一応材料は揃っているから作ろうと思えば作れなくはない。が、正直2日連続で同じメニューを作るのは少々面倒くさい。ていうかアレンジレシピのためにわざわざ作るのは本末転倒なのでは?と色々考えながら、うーんなんと言って誤魔化すかと答えに迷っていると、ロナルドくんは何か察したのか「…もしかして、もうない?」と眉を下げ、とても残念そうにそう言った。
………。
ぐう。
「う、ん、まあ……………今から作ればある、けどぉ…!」
「おっマジ!?今日食べれる?」
「ま、まあ……昨日作った分はもう無いから、ポテトサラダは作りなおすから少し時間はかかるが…」
「やったー!あっ!じゃあ俺じゃがいも潰すの手伝うぜ!」
「うん…ありがとう……」
負けた。完敗だ。完膚無きまでに完全敗北である。何を隠そう、私は本当にロナルドくんのあの顔に弱いのである!全く、何とか誤魔化そうかと考えていた数分前の私は一体どこに行ったのか!
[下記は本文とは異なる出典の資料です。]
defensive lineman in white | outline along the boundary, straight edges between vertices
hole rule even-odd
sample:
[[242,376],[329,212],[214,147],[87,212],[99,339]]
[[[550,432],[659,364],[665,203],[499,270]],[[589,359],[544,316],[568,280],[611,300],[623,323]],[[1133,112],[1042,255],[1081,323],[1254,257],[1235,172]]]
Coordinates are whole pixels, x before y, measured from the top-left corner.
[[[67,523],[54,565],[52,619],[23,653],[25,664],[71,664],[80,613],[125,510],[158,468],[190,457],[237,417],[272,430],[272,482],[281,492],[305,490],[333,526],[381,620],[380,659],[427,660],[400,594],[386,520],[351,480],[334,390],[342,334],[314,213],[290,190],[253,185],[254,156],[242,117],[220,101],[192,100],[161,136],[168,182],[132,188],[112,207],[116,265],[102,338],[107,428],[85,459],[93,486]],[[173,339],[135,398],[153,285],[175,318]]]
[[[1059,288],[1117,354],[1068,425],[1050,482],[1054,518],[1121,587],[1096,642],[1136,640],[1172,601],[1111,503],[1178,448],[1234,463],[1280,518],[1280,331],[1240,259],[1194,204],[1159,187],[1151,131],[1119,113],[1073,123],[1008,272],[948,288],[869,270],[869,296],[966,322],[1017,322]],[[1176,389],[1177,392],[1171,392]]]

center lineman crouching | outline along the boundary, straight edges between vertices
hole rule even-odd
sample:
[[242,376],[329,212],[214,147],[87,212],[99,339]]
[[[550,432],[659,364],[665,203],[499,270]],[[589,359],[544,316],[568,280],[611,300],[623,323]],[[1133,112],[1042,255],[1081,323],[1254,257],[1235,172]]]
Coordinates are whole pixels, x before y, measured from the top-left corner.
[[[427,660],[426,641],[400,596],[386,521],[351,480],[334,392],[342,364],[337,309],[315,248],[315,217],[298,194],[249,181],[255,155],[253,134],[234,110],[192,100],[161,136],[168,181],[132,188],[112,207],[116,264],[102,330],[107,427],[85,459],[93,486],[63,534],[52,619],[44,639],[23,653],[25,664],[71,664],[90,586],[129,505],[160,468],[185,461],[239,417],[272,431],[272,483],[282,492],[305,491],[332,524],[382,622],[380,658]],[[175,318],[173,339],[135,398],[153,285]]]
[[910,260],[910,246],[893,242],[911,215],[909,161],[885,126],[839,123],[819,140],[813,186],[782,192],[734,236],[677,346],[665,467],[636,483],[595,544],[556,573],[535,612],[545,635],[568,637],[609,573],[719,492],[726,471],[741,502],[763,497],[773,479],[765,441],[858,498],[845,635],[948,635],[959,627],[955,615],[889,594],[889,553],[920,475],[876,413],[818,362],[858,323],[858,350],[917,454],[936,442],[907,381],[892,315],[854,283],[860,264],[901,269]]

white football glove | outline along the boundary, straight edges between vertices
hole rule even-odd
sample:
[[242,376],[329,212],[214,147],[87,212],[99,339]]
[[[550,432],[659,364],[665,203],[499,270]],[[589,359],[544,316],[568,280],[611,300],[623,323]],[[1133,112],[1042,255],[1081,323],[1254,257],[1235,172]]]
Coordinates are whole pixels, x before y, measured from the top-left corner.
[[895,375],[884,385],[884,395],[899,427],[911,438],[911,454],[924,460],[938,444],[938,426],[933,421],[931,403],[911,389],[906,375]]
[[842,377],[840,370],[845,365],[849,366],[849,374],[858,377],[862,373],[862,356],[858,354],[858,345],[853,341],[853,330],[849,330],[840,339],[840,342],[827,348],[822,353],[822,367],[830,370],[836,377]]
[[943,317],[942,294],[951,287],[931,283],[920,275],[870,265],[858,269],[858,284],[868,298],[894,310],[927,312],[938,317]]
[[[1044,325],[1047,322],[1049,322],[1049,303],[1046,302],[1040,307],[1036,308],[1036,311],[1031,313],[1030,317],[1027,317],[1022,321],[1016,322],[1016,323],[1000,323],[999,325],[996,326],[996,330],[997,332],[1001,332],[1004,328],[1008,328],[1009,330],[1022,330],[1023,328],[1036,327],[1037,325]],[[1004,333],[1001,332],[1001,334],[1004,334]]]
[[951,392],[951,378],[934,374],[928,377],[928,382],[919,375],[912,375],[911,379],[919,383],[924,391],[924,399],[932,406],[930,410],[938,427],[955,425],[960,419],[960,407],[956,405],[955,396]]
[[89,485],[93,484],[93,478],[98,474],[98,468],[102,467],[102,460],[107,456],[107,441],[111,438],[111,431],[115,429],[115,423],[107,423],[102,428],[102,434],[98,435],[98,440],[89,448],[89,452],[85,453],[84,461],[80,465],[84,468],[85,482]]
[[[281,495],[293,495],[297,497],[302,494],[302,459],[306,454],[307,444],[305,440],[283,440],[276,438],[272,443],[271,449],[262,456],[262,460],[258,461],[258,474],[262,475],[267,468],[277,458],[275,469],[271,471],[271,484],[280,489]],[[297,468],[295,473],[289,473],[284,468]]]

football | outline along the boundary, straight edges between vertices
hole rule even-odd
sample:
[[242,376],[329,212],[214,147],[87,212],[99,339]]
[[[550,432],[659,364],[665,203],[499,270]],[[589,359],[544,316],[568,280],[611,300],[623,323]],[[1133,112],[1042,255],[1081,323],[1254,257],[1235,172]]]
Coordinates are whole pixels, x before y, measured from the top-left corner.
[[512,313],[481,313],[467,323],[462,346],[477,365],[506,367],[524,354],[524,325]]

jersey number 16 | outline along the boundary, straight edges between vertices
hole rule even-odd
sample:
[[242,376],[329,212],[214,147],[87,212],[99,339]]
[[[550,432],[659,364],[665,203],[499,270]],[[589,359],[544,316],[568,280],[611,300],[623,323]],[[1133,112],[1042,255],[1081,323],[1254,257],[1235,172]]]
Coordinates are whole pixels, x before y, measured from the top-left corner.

しかしまあどんなに断る理由を考えたところで、彼にあんな悄気げた顔を見せられては簡単に「また今度ね」とも言えないのである。
っていうか、食べられそうと分かった側からあっからさまに嬉しそうに顔輝かせおって!!何なら「ぱぁ!」って効果音ついてるのまで見えたわ!私がきみのそういう顔に弱いって分かってやってるのかなぁ!?ていうかそんなに食べたかったのか!?可愛いな全く!!
…とは、まあ。直接本人には言えるはずもなく。
もう言ってしまったからには作るしかないのだ。側でそわそわワクワクしている5歳児を宥めつつ、置いたままにしていたエプロンを手に取ると、ソファの向こうで一部始終を見守っていたらしいジョンが「やれやれ…」という顔で、仕方なさそうにこちらを見ていた。